Tomorrow I fly to Halifax. I will be attending the Global Outreach course.
If I am going to Rwanda to teach, why do I have to attend a course? Fact is, despite all our whining, we anaesthesiologists are pretty pampered in the first world. We have $100,000 machines, lots of monitors, well trained assistants and our patients get million dollar workups before we even set eyes on them. For all this are our outcomes any better. Most of us are working way within our comfort level. Time to push the envelope. This Global Outreach course is all about working safely with what we have, where we are.
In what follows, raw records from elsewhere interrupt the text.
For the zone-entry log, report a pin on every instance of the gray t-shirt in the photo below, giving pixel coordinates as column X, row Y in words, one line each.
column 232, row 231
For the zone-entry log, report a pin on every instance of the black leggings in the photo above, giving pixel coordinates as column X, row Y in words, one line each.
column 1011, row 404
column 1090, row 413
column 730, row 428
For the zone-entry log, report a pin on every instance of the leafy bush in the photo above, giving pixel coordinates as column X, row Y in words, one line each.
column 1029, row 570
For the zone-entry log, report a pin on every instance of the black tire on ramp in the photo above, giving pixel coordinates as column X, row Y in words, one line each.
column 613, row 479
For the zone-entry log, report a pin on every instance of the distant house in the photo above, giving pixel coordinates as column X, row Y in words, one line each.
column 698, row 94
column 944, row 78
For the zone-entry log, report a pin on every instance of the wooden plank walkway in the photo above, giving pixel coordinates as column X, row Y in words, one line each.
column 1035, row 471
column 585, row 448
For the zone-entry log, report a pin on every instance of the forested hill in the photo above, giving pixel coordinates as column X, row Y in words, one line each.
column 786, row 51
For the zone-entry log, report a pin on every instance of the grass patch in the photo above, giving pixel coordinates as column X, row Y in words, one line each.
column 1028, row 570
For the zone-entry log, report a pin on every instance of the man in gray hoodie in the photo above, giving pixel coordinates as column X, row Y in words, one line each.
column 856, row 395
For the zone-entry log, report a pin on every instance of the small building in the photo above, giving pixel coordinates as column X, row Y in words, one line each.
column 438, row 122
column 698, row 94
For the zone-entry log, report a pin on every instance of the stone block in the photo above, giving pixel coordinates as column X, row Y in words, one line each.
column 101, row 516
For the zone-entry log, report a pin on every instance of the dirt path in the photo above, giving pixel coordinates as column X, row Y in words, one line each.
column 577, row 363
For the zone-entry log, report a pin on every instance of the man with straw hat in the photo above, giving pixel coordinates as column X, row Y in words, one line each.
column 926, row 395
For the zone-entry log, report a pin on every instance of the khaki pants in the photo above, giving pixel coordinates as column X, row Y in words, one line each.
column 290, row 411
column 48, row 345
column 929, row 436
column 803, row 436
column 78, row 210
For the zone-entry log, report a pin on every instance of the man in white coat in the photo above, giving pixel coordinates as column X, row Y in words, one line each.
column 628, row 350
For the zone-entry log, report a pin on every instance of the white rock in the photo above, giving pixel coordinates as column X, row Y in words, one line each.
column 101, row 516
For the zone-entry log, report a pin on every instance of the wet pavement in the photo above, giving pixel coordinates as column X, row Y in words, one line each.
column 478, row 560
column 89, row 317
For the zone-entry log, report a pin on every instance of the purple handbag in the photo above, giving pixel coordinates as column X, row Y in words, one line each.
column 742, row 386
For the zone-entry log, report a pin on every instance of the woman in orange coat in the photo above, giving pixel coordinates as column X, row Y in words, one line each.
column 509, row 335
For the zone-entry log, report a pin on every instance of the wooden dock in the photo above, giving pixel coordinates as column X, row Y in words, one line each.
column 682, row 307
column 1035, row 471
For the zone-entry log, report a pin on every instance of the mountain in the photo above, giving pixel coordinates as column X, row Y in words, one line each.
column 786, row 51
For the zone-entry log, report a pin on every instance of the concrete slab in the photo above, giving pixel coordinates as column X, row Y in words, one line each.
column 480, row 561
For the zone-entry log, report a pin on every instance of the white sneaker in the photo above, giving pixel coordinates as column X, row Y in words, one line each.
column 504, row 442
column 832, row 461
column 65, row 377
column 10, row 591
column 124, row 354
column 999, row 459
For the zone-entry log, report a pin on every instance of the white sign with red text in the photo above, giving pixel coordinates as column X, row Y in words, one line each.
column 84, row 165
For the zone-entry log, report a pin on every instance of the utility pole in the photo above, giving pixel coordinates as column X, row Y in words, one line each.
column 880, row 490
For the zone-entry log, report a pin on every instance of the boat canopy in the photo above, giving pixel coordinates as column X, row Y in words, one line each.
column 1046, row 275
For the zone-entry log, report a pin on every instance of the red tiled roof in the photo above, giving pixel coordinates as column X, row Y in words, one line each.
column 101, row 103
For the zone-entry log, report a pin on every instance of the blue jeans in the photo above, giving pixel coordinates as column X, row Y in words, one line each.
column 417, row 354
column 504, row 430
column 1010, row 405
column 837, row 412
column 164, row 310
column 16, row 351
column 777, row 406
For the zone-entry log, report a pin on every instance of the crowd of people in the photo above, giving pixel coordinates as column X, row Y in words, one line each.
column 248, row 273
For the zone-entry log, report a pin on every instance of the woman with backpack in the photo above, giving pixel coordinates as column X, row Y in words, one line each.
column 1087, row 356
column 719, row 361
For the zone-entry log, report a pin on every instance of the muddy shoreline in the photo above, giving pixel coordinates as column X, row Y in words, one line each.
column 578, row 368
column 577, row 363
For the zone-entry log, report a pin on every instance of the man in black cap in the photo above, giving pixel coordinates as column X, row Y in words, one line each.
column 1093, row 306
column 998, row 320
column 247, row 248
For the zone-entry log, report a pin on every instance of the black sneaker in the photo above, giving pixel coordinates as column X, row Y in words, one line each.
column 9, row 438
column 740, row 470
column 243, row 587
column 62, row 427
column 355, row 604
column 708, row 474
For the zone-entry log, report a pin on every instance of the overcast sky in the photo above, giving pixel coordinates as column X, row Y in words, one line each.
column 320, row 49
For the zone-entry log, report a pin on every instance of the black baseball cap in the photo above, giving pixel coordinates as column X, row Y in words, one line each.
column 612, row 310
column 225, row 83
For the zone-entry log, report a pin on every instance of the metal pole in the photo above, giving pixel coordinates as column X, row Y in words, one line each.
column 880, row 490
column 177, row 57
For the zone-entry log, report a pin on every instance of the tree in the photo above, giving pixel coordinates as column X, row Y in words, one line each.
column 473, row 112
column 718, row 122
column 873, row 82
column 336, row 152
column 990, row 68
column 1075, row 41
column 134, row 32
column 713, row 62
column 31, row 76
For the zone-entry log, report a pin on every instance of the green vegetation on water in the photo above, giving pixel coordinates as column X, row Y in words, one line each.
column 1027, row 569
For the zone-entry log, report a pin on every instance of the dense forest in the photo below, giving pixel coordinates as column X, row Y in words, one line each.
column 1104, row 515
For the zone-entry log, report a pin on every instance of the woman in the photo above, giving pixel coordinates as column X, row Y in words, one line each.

A lesson a lot of us could use.
After 4 days in Halifax, I fly back to Toronto where my wife will join us and we will be off to Brussels where we will stay for 2 days to acclimatize before the flight to Kigali where we will arrive on May 28.
This has the advantage that if I forget anything, I can get my wife to buy it or I can pick it up in Halifax. I am still really nervous about arriving without my underwear or tooth brush or something stupid.
We had dinner with my niece Lucy last night (and her sister Carolyn). Lucy works with the UN in the Sudan and has actually visited Rwanda and done some of the trips I am thinking of doing. She says we will love it. This of course comes from somebody who has lived in parts of Africa for several years now. I get the feeling we should have really picked her brain while we had the chance but we hadn't seen her in a while and had a lot to catch up on.
Meanwhile the Bruins' incredible post season run is playing havoc with my last minute packing.